In a medium saucepan, cover 6 eggs with water.  Bring to boil.  Turn off stove and let eggs sit in hot water with a lid, for 20 minutes.  Crack and cut eggs in half.  Scoop out the egg yolks in a bowl and add:

2 TB Mayo
1 tsp mustard
salt and pepper
Sprinkle of dried minced onion

Mix well and top the egg whites.  Sprinkle with paprika.

Sunday, November 11, 2007

Peanut Butter Popcorn

Boil ½ cup Karo, when boiling add ½ cup sugar. Stir until sugar dissolves. Remove from heat and add 1- 1 ½ tsp. vanilla. Sitr in ¼- ½ cup peanut butter.
Pop a bag of microwave popcorn while waiting for the Karo to boil. Pour into a bowl, removing unpopped kernels. Coat popcorn with peanut butter mixture.

From Kristie Waldron


Cut one 18-in loaf of French bread into 36 (1/2 in thick) slices; place in a single layer on baking sheet. Broil 1 to 2 minutes on each side or until golden brown on both sides.
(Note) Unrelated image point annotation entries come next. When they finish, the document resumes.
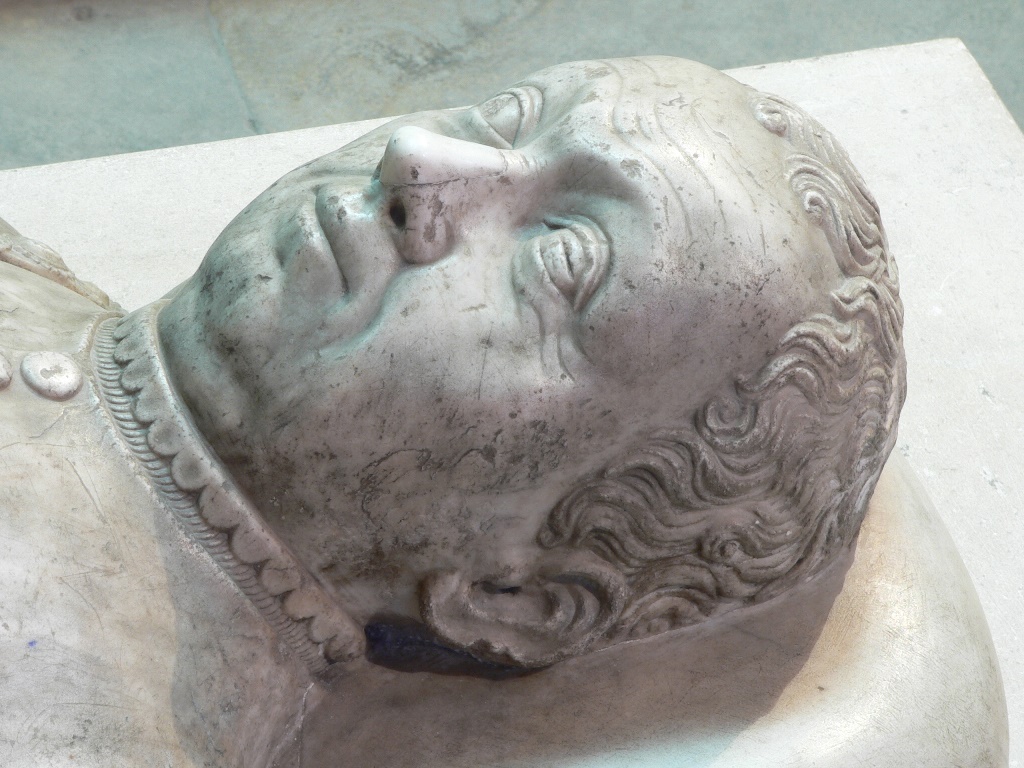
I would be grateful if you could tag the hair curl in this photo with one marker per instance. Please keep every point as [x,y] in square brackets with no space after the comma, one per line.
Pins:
[772,478]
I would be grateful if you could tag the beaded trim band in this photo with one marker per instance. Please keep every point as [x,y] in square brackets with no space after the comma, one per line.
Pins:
[206,501]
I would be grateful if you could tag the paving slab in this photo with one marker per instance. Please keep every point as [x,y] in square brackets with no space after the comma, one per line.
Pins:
[309,62]
[92,78]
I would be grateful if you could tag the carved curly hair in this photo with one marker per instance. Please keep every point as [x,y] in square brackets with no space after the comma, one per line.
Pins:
[772,478]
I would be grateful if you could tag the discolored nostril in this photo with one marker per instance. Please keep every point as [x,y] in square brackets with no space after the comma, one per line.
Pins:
[397,214]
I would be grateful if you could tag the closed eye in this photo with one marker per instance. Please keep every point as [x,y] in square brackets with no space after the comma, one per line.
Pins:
[574,255]
[513,114]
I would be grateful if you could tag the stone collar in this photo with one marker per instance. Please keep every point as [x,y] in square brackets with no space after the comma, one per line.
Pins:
[208,504]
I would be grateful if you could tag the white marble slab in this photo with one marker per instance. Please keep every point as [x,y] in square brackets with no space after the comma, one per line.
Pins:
[937,147]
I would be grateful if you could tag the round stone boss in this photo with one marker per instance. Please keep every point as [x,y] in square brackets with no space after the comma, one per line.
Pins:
[52,375]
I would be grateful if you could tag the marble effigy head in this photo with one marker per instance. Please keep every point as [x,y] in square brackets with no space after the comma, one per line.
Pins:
[610,353]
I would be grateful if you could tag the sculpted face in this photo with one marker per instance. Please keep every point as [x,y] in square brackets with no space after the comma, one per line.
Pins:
[407,351]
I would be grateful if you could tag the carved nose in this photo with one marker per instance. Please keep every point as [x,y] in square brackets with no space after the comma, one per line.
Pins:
[416,157]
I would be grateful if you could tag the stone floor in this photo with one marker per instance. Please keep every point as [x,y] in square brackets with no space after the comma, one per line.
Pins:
[84,78]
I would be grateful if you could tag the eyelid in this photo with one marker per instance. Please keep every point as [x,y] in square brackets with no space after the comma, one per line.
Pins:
[530,105]
[595,254]
[529,100]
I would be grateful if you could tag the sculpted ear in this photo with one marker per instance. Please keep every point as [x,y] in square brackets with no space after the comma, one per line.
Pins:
[534,619]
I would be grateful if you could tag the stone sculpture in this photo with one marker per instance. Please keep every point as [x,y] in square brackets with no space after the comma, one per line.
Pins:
[614,353]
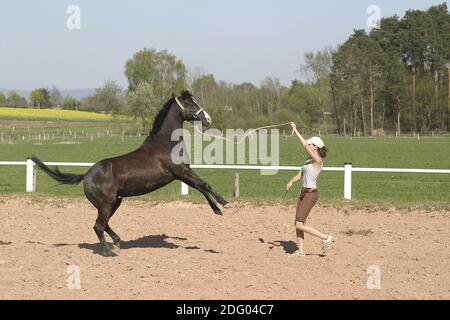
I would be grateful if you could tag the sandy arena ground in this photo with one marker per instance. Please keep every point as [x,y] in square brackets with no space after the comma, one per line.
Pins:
[184,251]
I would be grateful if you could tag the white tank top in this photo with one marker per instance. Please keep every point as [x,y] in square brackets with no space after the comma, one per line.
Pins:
[310,174]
Mix 1 lb. chopped plum tomatoes, ¼ cup chopped fresh basil and 2 sliced green onions in medium bowl. Add 1/3 cup Kraft House Italian Dressing, mix lightly.

Spoon tomato mixture evenly over toast slices. Sprinkle with Kraft 100% Parmesan Grated Cheese.

From Kraft Food and Family Magazine or

Notes: I often substitute a baguette or other artisan bread and I brush the bread with olive oil before broiling it. The Italian dressing is easy, but I sometimes use olive oil and balsamic vinaigrette for a stronger flavor.

Hot Artichoke Dip

1 cup parmesan cheese
1cup mayonnaise
1 large can diced chilies
1 can artichoke hearts, drained and diced

Mix together and place in small casserole dish. Bake at 325° until bubbly-approximately 25 minutes. Serve with tortilla chips.